Floyd County gets good rate on second part of LEC project bonds
This drawing shows current plans for the lobby that will connect the new law enforcement center with the existing Floyd County courthouse. Courtesy Prochaska & Associates
By Bob Steenson,

Floyd County supervisors locked in the interest rate and approved issuing more than $7 million in general obligation bonds at their regular meeting Tuesday morning.

The $7.49 million in bonds is the second part of the total $13.5 million authorized by voters in May 2018 to fund construction of a new county law enforcement center with a county jail and sheriff’s offices, as well as significant updates to the courthouse.

The county issued the first part, $6.01 million, late in 2018.

The total of the general obligation bond financing from 2018 and 2020 will be repaid through property taxes, and the tax increase due to the project will be slightly less than what was estimated when the voters were being asked to approve the project.

“The sale went very, very well, and a lot of that is due to the local banks,” said Heidi Kuhl, vice president of public finance at Northland Securities.

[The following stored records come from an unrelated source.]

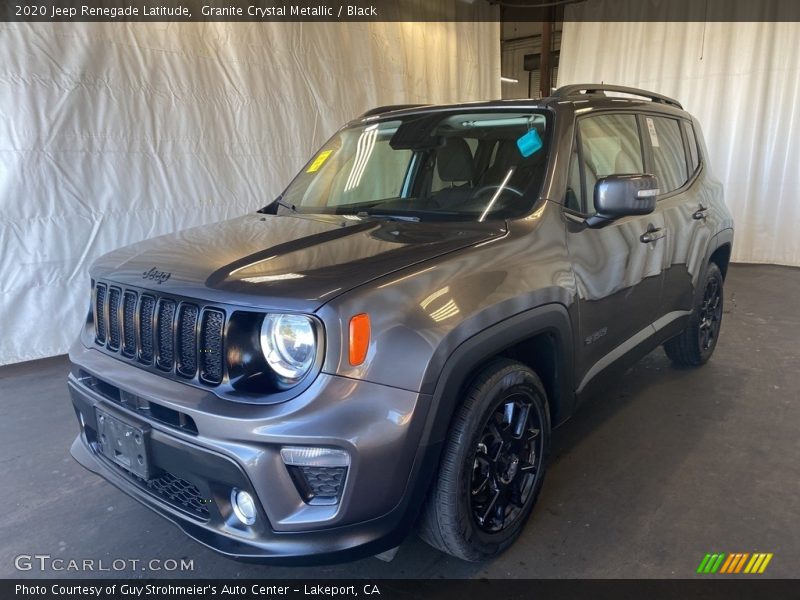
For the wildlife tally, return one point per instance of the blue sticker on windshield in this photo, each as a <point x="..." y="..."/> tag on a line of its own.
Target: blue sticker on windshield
<point x="530" y="143"/>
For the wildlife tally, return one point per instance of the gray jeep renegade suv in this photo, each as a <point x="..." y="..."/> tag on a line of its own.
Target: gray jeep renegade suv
<point x="389" y="344"/>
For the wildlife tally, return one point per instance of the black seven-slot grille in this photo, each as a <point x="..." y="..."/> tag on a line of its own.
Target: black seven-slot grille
<point x="174" y="336"/>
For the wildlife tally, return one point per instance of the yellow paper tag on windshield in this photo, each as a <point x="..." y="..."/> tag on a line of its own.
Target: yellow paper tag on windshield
<point x="319" y="161"/>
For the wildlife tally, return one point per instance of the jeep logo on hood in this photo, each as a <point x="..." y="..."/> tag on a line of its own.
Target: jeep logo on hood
<point x="158" y="276"/>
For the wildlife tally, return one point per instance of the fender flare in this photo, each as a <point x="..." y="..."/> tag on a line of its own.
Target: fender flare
<point x="552" y="319"/>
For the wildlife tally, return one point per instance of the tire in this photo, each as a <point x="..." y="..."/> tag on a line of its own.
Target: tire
<point x="695" y="344"/>
<point x="491" y="452"/>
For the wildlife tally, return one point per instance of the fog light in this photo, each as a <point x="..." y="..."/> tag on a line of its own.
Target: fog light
<point x="244" y="507"/>
<point x="306" y="456"/>
<point x="317" y="473"/>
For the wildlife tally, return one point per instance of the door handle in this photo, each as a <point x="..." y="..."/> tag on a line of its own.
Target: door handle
<point x="651" y="235"/>
<point x="700" y="213"/>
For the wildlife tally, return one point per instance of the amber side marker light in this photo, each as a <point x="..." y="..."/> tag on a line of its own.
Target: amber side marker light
<point x="359" y="338"/>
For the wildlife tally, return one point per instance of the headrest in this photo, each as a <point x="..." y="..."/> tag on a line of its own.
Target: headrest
<point x="455" y="161"/>
<point x="507" y="154"/>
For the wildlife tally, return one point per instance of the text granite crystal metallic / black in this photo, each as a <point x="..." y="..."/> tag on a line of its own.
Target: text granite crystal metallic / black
<point x="387" y="346"/>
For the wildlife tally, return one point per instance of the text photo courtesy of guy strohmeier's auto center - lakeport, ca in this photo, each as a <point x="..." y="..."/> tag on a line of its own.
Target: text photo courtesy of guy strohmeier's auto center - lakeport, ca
<point x="399" y="299"/>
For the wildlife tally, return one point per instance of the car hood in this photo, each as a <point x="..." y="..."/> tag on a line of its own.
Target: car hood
<point x="296" y="262"/>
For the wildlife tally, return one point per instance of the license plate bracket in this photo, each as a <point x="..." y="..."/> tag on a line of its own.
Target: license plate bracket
<point x="124" y="443"/>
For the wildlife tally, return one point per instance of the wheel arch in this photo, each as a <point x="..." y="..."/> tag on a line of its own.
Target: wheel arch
<point x="540" y="338"/>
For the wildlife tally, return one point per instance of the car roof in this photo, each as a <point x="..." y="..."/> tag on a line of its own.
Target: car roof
<point x="581" y="95"/>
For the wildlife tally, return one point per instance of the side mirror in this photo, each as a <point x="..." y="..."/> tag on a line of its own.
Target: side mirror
<point x="618" y="196"/>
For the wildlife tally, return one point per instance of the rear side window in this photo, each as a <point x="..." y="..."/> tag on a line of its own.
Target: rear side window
<point x="608" y="145"/>
<point x="694" y="153"/>
<point x="669" y="156"/>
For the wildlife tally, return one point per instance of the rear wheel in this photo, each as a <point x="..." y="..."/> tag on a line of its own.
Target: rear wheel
<point x="493" y="464"/>
<point x="695" y="344"/>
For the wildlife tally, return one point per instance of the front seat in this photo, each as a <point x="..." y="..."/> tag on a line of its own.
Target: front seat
<point x="454" y="164"/>
<point x="507" y="156"/>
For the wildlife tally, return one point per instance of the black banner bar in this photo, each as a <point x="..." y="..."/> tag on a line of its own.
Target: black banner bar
<point x="396" y="10"/>
<point x="710" y="588"/>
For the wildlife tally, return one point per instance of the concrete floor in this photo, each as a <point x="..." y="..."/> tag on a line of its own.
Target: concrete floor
<point x="669" y="465"/>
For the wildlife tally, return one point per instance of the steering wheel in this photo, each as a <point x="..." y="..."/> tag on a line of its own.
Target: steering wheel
<point x="480" y="192"/>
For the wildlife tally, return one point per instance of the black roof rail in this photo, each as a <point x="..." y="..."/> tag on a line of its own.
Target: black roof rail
<point x="593" y="88"/>
<point x="388" y="108"/>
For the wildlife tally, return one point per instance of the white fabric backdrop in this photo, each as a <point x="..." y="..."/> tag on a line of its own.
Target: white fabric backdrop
<point x="113" y="132"/>
<point x="741" y="80"/>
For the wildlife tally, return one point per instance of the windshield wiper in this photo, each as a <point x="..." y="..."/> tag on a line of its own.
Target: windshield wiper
<point x="377" y="215"/>
<point x="280" y="202"/>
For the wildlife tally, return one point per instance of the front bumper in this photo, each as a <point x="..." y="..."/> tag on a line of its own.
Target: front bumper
<point x="236" y="445"/>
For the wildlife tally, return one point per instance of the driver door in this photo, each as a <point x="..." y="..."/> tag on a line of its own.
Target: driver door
<point x="618" y="272"/>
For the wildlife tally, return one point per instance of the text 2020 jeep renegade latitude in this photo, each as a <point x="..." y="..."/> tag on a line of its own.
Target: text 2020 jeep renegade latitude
<point x="390" y="343"/>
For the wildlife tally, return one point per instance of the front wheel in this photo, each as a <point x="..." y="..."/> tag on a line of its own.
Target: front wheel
<point x="695" y="344"/>
<point x="493" y="464"/>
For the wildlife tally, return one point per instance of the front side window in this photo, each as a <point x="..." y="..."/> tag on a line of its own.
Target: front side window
<point x="466" y="165"/>
<point x="609" y="145"/>
<point x="669" y="156"/>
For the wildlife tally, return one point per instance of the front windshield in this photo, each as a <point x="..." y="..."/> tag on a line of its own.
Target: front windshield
<point x="467" y="165"/>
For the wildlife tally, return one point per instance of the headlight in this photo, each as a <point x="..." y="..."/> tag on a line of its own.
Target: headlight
<point x="289" y="344"/>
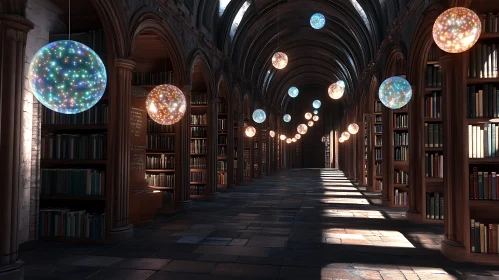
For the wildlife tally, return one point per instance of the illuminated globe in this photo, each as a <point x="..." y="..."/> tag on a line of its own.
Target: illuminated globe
<point x="279" y="60"/>
<point x="457" y="30"/>
<point x="250" y="131"/>
<point x="293" y="92"/>
<point x="259" y="116"/>
<point x="317" y="21"/>
<point x="316" y="104"/>
<point x="302" y="128"/>
<point x="353" y="128"/>
<point x="67" y="77"/>
<point x="395" y="92"/>
<point x="166" y="104"/>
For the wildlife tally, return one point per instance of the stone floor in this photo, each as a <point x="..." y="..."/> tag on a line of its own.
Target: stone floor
<point x="298" y="224"/>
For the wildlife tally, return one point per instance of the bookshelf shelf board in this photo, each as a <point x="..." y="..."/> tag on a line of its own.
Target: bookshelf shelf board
<point x="70" y="197"/>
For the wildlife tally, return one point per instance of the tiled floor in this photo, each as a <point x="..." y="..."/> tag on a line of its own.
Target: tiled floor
<point x="299" y="224"/>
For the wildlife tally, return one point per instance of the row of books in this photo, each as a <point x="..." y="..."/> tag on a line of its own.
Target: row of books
<point x="483" y="140"/>
<point x="74" y="146"/>
<point x="67" y="223"/>
<point x="434" y="165"/>
<point x="155" y="78"/>
<point x="483" y="101"/>
<point x="483" y="61"/>
<point x="74" y="182"/>
<point x="197" y="162"/>
<point x="401" y="138"/>
<point x="160" y="180"/>
<point x="484" y="238"/>
<point x="434" y="206"/>
<point x="199" y="177"/>
<point x="433" y="105"/>
<point x="401" y="153"/>
<point x="160" y="162"/>
<point x="98" y="114"/>
<point x="198" y="146"/>
<point x="161" y="142"/>
<point x="484" y="185"/>
<point x="433" y="135"/>
<point x="400" y="120"/>
<point x="154" y="127"/>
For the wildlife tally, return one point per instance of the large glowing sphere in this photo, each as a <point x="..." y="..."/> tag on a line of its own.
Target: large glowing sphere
<point x="316" y="104"/>
<point x="250" y="131"/>
<point x="457" y="30"/>
<point x="279" y="60"/>
<point x="293" y="92"/>
<point x="259" y="116"/>
<point x="353" y="128"/>
<point x="302" y="128"/>
<point x="67" y="77"/>
<point x="317" y="21"/>
<point x="166" y="104"/>
<point x="395" y="92"/>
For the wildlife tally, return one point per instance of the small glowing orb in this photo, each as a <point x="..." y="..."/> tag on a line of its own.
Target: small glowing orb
<point x="166" y="104"/>
<point x="302" y="128"/>
<point x="67" y="77"/>
<point x="316" y="104"/>
<point x="395" y="92"/>
<point x="293" y="92"/>
<point x="259" y="116"/>
<point x="456" y="30"/>
<point x="279" y="60"/>
<point x="250" y="131"/>
<point x="353" y="128"/>
<point x="317" y="21"/>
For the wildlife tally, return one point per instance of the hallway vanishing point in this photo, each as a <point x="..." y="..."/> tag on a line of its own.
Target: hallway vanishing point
<point x="297" y="224"/>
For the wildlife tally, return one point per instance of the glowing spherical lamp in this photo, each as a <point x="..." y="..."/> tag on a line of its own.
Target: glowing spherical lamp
<point x="302" y="128"/>
<point x="67" y="77"/>
<point x="316" y="104"/>
<point x="250" y="131"/>
<point x="293" y="92"/>
<point x="317" y="21"/>
<point x="166" y="104"/>
<point x="353" y="128"/>
<point x="279" y="60"/>
<point x="456" y="30"/>
<point x="395" y="92"/>
<point x="259" y="116"/>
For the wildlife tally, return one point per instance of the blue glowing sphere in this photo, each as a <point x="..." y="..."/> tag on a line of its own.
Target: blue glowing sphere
<point x="317" y="21"/>
<point x="316" y="104"/>
<point x="67" y="77"/>
<point x="395" y="92"/>
<point x="259" y="116"/>
<point x="293" y="92"/>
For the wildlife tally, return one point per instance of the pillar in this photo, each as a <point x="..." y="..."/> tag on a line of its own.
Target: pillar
<point x="13" y="33"/>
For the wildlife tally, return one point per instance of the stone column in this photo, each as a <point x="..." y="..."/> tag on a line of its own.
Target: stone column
<point x="119" y="148"/>
<point x="13" y="33"/>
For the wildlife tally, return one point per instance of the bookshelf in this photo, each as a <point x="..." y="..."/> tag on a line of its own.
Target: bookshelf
<point x="74" y="164"/>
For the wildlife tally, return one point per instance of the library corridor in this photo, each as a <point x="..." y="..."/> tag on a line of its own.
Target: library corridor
<point x="298" y="224"/>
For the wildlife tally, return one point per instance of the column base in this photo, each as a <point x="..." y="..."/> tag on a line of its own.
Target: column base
<point x="13" y="271"/>
<point x="122" y="233"/>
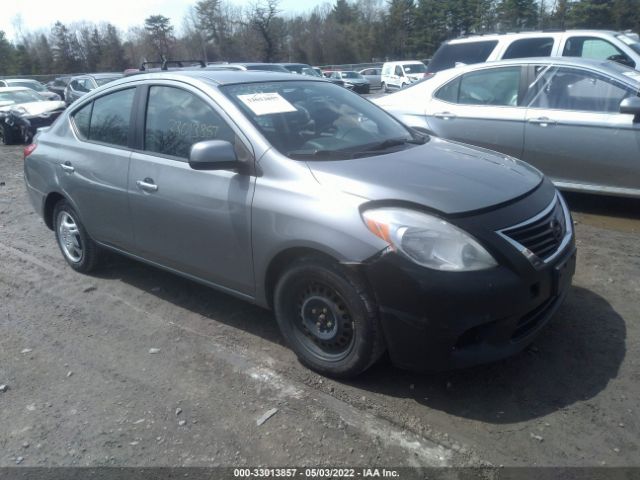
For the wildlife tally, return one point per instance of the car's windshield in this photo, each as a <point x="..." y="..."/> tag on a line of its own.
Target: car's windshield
<point x="414" y="68"/>
<point x="317" y="120"/>
<point x="351" y="75"/>
<point x="105" y="80"/>
<point x="19" y="96"/>
<point x="38" y="87"/>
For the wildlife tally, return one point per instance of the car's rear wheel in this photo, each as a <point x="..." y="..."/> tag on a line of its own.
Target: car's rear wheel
<point x="77" y="248"/>
<point x="328" y="317"/>
<point x="6" y="135"/>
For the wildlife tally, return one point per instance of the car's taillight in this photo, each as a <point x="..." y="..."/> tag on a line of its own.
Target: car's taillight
<point x="28" y="150"/>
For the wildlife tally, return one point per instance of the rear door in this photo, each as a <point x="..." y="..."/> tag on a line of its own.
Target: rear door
<point x="574" y="132"/>
<point x="197" y="222"/>
<point x="482" y="107"/>
<point x="94" y="167"/>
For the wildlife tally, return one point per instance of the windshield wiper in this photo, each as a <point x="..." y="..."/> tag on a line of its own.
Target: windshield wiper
<point x="316" y="153"/>
<point x="389" y="143"/>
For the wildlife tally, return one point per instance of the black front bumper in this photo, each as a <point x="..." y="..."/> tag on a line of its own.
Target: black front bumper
<point x="434" y="320"/>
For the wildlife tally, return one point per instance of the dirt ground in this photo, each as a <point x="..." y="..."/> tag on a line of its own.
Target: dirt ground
<point x="84" y="389"/>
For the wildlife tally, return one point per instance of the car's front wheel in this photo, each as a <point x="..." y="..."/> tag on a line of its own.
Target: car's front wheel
<point x="328" y="317"/>
<point x="78" y="249"/>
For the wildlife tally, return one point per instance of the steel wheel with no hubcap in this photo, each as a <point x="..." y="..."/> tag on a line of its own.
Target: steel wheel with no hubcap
<point x="325" y="325"/>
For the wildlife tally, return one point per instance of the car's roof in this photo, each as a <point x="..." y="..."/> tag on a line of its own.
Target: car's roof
<point x="222" y="77"/>
<point x="538" y="33"/>
<point x="98" y="75"/>
<point x="15" y="89"/>
<point x="606" y="66"/>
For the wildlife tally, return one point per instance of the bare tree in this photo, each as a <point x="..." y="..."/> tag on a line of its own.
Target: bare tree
<point x="263" y="17"/>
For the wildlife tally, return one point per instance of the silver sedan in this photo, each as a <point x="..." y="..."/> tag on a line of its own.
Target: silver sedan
<point x="576" y="120"/>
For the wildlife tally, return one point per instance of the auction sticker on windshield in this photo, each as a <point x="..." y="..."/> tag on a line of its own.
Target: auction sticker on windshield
<point x="267" y="103"/>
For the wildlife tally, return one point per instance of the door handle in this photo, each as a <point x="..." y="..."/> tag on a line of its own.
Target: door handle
<point x="542" y="121"/>
<point x="67" y="167"/>
<point x="147" y="185"/>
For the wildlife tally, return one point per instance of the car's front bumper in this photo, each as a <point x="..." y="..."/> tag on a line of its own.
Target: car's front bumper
<point x="444" y="320"/>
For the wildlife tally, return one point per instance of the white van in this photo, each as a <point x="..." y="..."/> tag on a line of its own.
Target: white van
<point x="397" y="75"/>
<point x="622" y="47"/>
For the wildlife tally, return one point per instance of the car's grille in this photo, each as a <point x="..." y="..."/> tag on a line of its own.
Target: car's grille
<point x="543" y="234"/>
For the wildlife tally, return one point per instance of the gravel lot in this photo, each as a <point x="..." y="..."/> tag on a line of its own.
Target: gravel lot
<point x="84" y="389"/>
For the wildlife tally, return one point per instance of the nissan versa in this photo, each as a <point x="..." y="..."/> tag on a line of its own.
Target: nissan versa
<point x="298" y="195"/>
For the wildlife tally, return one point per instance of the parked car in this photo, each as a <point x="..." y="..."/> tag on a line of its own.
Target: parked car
<point x="373" y="76"/>
<point x="22" y="112"/>
<point x="31" y="84"/>
<point x="304" y="69"/>
<point x="352" y="80"/>
<point x="622" y="47"/>
<point x="397" y="75"/>
<point x="82" y="84"/>
<point x="362" y="234"/>
<point x="577" y="120"/>
<point x="58" y="85"/>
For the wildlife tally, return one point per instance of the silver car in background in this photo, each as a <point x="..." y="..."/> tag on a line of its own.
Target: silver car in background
<point x="361" y="234"/>
<point x="373" y="76"/>
<point x="577" y="120"/>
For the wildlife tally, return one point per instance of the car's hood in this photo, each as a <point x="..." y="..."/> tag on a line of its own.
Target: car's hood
<point x="35" y="108"/>
<point x="445" y="176"/>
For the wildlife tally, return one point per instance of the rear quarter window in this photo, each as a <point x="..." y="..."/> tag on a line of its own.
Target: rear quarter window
<point x="530" y="47"/>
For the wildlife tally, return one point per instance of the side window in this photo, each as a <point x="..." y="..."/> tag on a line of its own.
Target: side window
<point x="81" y="119"/>
<point x="449" y="93"/>
<point x="530" y="47"/>
<point x="496" y="86"/>
<point x="110" y="118"/>
<point x="578" y="90"/>
<point x="176" y="119"/>
<point x="595" y="48"/>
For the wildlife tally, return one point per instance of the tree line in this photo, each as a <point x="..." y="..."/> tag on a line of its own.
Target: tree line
<point x="343" y="32"/>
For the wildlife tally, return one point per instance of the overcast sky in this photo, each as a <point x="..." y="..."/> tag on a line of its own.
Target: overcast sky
<point x="36" y="14"/>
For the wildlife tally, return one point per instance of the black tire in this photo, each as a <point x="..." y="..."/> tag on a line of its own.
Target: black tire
<point x="328" y="318"/>
<point x="6" y="135"/>
<point x="77" y="247"/>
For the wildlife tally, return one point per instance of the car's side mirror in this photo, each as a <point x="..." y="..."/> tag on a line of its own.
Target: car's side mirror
<point x="631" y="105"/>
<point x="213" y="155"/>
<point x="622" y="59"/>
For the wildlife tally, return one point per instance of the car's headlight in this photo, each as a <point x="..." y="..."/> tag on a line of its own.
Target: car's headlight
<point x="428" y="240"/>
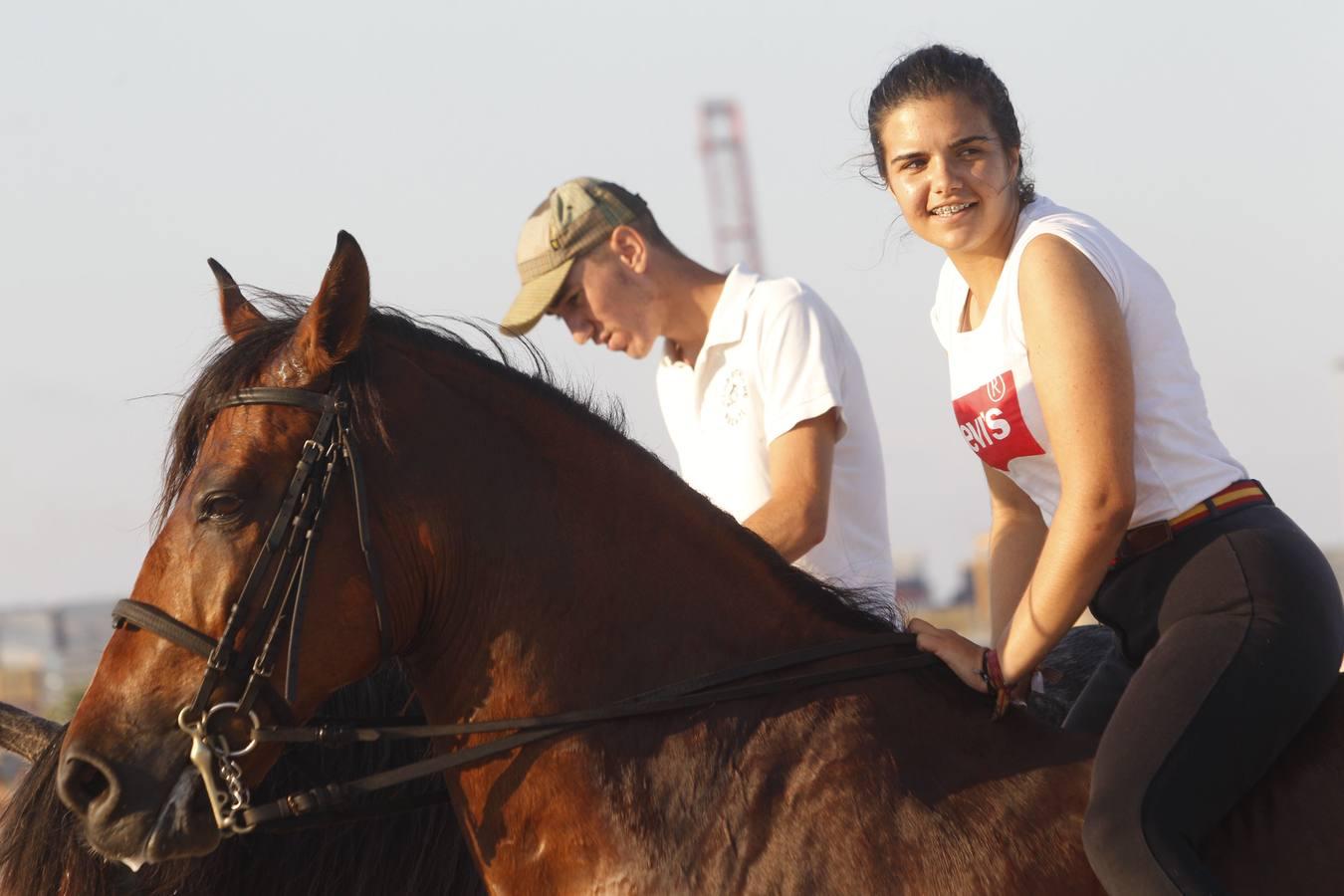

“There was a lot of interest,” she said. “Fidelity Bank and Trust, First Security Bank and Trust, First Citizens and CUSB all participated in the sale and bought the bonds. When you have heavy local presence, that also facilitates the lower interest rates and facilitates a great sale.”

Kuhl said offering 5% coupons and a 2033 call date will result in $1.919 million in additional premium funds for the project.

The amount to be received by the county for this bond issue will be the face value of $7.49 million, plus the premium of $1,919,456, for a total of $9,409,456, less the underwriter’s fee of 1.34% on the face value of the bonds, or $101,115, for a total coming to the county of $9,308,341.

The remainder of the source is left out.